After some research I think I mean an RCBO.............but you already know that ?????????????

Thanks


----------



## cabby (May 14, 2005)

Yes we did already know that. :wink: 
Yes again to having it replaced. 8O 
Perhaps an electrician would be best, then if any problems you can inform your insurance company it was done by a trades person, you could buy the parts and ask your dealer to fit it for you.

cabby


----------



## Evs54 (Mar 11, 2013)

Webby1 said:


> I posted a problem some time ago about the RCD test button not working.
> 
> One of the replies indicated that sometimes they "stick" and if I switch it on and off a couple of times the test button should then work..............which it did.
> 
> ...


 An RCD usually protects the wholw board which probably is what you have, an RCBO usually protects a single circuit where an RCD is not used as a main switch. If the Rcd fails to trip on the test button it could be faulty or you have a poor earth circuit . . An Rcbo iusually identified with having a B or C before its current value ie B40. Rcd could be 63 /30 or similar. ITo test your system properly you need an Rcd tester and perhaps Loop impedance tester. And yes they are the same as what is used in domestic circuits.


----------



## Webby1 (Mar 11, 2012)

*RCD fault*

Thanks for your information EVS54...................from your description I think it is an RCD as it does indeed protect the whole circuit and is also the main switch.

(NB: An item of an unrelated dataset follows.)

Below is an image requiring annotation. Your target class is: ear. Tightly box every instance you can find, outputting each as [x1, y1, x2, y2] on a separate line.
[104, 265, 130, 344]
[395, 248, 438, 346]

The test button always works throwing the main switch hence my thinking it is a mechanical "stickiness" in the switch rather than a poor earth circuit...........which I think it would mean it would never work or randomly.

But you can see my lack of expertise so I'll get it properly tested/replaced asap and although it's easy to replace I take your point Cabby about potential insurance problems.

You don't think it could be caused by reversed polarity ????

Only joking ..................let's not go there[/img]


----------



## rayc (Jun 3, 2008)

*Re: RCD fault*



> Webby1 said:
> 
> 
> > Thanks for your information EVS54...................from your description I think it is an RCD as it does indeed protect the whole circuit and is also the main switch.
> ...


----------



## ubuntu1 (Jan 14, 2008)

*RCD*

Don't mess just get a motorhome engineer to fit you a new one. They aren't expensive but a real life saver if something goes wrong.


----------



## Evs54 (Mar 11, 2013)

*Re: RCD*



ubuntu1 said:


> Don't mess just get a motorhome engineer to fit you a new one. They aren't expensive but a real life saver if something goes wrong.


Rather recommend an Electrician .


----------



## ubuntu1 (Jan 14, 2008)

Why an electrician? I have had to sort out a number of motorhomes where a domestic electrician has done things that don't comply with the requirements of leisure vehicles. An Approved Workshop motorhome or caravan engineer will hold a 240v qualification specific to leisure vehicles.


----------



## cabby (May 14, 2005)

The point is it needs replacing and a qualified person to do it. Not a case of an easy job, as I said insurance company will require this, should there be a problem.A dealer should have a workforce to cover this.

cabby


----------